05 August 2007

Caravan Accessories – How to Spot the Best Used Caravans for Sale

There are hundreds of things a person can look for when shopping around for used caravans for sale. Age, obviously, fitments, the usual stuff – but what about caravan accessories? Checking out the extra items available with each van is one good way of working out whether the thing has been well looked after – and, of course, whether or not the asking price represents good value for money.

Think about it this way. All caravans come with standard fittings but no accessories – so no awning, no extra large water butt, and no sack trolley for the chemical toilet: no chemical toilet, for that matter. The more of these caravan accessories one can gather into the whole selling price of a second hand van, the better one's bargain: and the more likely it is that previous owners have been good to their vehicle.

Why? Why should the quality of used caravans for sale depend on the amount and state of the accessories one gets with them? Well, obviously to an extent it doesn't, in that it's perfectly possible to find a thoroughly decent second hand caravan with no extras. However. The presence of extras, and well looked after ones at that, suggests two things: first, that the previous owners knew what they were about (there's a certain hidden snobbishness in caravanning, which suggests that only people who know what they are doing know what accessories to buy); and second, of course – if the things are in good nick it suggests that the previous owners were the kind of people who looked after their van.

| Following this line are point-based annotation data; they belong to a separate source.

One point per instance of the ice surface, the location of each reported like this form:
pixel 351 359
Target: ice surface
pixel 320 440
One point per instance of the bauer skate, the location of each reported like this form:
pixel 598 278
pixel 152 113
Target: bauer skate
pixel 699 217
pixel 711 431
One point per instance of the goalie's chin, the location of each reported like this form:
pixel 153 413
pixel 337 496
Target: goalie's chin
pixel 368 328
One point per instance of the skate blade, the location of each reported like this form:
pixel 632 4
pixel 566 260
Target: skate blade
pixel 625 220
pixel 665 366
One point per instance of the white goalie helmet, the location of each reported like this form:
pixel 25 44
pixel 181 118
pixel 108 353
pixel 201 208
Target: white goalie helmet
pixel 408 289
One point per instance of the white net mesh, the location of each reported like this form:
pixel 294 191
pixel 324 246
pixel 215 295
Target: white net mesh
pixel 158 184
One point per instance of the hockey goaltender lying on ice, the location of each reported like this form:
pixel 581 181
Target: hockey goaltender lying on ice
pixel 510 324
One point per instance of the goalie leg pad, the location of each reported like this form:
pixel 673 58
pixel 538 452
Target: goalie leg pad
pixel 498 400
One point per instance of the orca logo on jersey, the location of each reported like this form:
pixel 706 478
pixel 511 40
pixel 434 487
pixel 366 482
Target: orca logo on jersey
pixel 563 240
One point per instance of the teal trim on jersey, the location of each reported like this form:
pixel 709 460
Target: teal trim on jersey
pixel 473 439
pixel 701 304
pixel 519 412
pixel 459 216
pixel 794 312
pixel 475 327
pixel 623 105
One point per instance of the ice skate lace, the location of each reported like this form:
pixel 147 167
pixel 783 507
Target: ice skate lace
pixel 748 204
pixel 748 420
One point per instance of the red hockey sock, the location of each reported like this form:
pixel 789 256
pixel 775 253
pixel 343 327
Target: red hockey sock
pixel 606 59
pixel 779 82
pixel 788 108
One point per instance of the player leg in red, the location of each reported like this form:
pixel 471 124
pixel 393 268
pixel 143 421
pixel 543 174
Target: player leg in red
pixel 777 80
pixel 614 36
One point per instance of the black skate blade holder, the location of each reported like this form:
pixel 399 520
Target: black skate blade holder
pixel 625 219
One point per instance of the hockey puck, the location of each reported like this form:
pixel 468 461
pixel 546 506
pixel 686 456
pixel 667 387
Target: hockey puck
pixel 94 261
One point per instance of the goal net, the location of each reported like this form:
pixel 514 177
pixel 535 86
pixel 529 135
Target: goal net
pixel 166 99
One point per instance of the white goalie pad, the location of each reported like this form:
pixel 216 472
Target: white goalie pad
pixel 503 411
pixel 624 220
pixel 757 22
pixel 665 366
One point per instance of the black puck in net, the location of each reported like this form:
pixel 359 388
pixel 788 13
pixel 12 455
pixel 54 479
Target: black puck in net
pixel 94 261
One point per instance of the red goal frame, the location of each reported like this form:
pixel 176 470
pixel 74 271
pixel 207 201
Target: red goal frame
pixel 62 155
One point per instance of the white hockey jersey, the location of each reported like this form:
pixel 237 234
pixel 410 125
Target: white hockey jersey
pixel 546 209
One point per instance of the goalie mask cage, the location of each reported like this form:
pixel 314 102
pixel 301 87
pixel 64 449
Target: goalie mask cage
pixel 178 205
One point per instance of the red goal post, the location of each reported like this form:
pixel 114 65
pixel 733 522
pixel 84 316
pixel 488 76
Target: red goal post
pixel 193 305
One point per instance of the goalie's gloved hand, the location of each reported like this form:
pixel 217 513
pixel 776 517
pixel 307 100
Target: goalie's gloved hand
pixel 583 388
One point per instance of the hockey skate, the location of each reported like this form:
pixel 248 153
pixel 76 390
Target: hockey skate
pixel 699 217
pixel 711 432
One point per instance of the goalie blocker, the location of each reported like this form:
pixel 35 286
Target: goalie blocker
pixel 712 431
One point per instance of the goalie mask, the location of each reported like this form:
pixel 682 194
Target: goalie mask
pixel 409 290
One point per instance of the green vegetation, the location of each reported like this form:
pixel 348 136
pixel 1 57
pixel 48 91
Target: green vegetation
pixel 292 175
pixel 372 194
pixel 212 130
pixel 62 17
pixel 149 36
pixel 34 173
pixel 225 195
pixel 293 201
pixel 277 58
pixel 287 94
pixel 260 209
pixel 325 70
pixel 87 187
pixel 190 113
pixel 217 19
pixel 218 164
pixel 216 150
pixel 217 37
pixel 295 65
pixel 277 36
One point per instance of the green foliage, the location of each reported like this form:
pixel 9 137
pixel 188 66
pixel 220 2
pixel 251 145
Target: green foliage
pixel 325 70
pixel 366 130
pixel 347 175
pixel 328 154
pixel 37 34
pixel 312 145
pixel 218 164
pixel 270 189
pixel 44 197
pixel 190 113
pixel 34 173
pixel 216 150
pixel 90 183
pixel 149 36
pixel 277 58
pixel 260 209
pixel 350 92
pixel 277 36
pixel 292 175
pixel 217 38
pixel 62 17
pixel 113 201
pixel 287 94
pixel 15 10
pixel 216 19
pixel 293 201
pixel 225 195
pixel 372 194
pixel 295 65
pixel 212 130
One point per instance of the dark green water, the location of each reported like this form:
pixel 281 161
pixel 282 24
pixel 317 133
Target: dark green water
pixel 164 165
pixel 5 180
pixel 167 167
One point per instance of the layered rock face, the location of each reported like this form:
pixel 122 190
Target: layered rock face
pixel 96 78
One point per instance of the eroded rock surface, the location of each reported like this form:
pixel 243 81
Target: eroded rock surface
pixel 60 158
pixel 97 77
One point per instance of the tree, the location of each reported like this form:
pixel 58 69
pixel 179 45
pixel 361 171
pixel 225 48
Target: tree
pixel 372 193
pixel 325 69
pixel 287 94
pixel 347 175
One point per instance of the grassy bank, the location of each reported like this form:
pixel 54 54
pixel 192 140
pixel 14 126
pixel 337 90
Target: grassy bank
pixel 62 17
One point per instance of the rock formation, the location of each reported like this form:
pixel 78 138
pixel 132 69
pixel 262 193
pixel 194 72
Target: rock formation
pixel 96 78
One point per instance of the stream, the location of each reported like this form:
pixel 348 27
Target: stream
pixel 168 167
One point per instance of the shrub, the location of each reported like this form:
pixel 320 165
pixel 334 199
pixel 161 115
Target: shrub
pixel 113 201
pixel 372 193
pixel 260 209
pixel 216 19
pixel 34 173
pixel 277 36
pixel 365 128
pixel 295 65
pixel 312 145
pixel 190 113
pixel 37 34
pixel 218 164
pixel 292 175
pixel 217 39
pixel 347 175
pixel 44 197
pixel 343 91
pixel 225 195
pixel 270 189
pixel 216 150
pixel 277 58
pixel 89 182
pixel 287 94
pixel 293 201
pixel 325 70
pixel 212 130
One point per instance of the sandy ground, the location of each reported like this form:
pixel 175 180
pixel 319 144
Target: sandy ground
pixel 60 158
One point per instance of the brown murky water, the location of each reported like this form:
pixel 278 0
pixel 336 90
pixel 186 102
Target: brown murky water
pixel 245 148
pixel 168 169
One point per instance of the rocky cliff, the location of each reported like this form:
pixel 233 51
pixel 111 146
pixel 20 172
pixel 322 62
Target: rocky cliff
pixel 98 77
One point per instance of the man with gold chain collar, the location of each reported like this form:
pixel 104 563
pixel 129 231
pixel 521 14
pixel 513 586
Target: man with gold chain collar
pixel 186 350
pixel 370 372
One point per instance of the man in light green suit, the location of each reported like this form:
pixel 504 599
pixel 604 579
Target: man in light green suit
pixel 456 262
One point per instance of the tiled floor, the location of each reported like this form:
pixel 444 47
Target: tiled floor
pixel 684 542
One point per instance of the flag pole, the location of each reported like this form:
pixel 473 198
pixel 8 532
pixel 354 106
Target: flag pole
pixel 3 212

Caravan accessories are slightly peculiar beasts, it's true – and it does take a person that knows about caravanning to pick the right ones. So any used caravans for sale with good accessories – i.e. the really useful stuff, like awnings, bike racks and water butts – have come from prior owners who knew what they were doing. If the owners knew what they were doing, it's highly likely that they were the kind of people who can spot and fix a potentially fatal leak (for example) before it becomes a problem. And so on. In very basic terms, properly useful caravan accessories could well equate to excellently preserved second hand vans.

Looking at used caravans for sale, if one doesn't really know much about caravanning, can be a daunting business. There's so much to choose from – so many lengths, so many types and so many berths - tourer, single or twin axle? How wide? Single or dual door? In a sense, just using the existence of caravan accessories as selection criteria, is as good a way as any to cut the field down. If one knows very little about caravans then one has to trust one's seller anyway – so why not narrow one's search by looking only at the vans that comes with some useful accessories?

Any way one slices it, buying second hand anything can be a lottery. When it comes to used caravans for sale, or caravan accessories, for that matter, the best tactic is the same as that for any other second hand vehicle. Buy from a dealer. Go private, and all the well kept accessories in the world won't help you any when the whole thing falls to pieces.